Hardware boutique seeks more pull with designers
Store's owner gets advice on helping Top Drawer Hardware, a seller of high-end handles and other items, to become profitable.
You won't find hammers or nails at Top Drawer Hardware Inc. in Santa Monica.
Instead, owner Cristi Page stocks $75 mother-of-pearl drawer pulls, $200 brass appliance handles and other specialty hardware for a growing clientele of designers and builders.
Her hardware boutique, modeled after upscale shops in Paris and her native Madrid, showcases its reproduction black-glass, oil-rubbed bronze and sleekly modern doorknobs and drawer ware mounted on painted canvases to emphasize their artistic appeal.
Sales at the 2-year-old shop will double this year to $100,000, says Page, who previously was a financial management consultant at IBM Business Consulting Services.

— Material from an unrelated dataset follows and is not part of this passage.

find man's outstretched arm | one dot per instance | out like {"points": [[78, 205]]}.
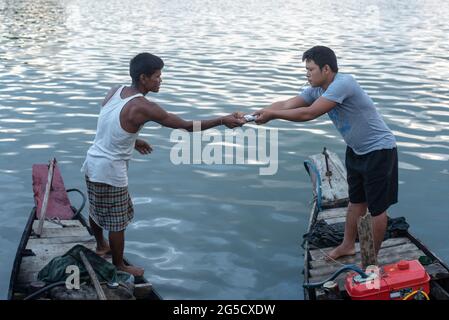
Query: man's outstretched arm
{"points": [[319, 107], [170, 120], [292, 103]]}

Still, at an average of $8,400 a month, sales don't yet cover costs as high as $12,000 a month.
She's dabbled in advertising in local newspapers and magazines, direct mail and pay-per-click ads online to increase sales. But Page is unsure how best to spend her $30,000 marketing budget.
"I don't want to fritter it away," says the 30-year-old who first fell under the spell of decorative hardware in her early 20s when she worked at B&M Hardware, a wholesaler in Oceanside, Calif.
First step: focus marketing efforts where the fish are biting, says expert Amber Bryan, a team leader at Phelps Group, an integrated marketing company in Santa Monica.
Designers account for about 60% of Top Drawer Hardware's business, so that's the group she needs to attract.
"She really needs to drill down on her target, the designer, and reach the designer on a one-to-one level as opposed to advertising to the mass market," Bryan says.
To jump-start her efforts, Page was invited to Phelps' weekly "BrainBanger's Ball," a lunchtime brainstorming and focus group session. Everyone at the agency, including the receptionist and its chief creative officer, talks about ideas for campaigns and reviews work in progress. They spend eight minutes each on four or five topics.
Page came away with a list of 50 ideas to grab a potential buyer's attention and boost sales in three categories: local store traffic, designer sales and online, which accounts for about 20% of sales.
Like any good brainstorming session, some ideas were zany: Create a knob-mobile -- a vehicle covered in knob samples.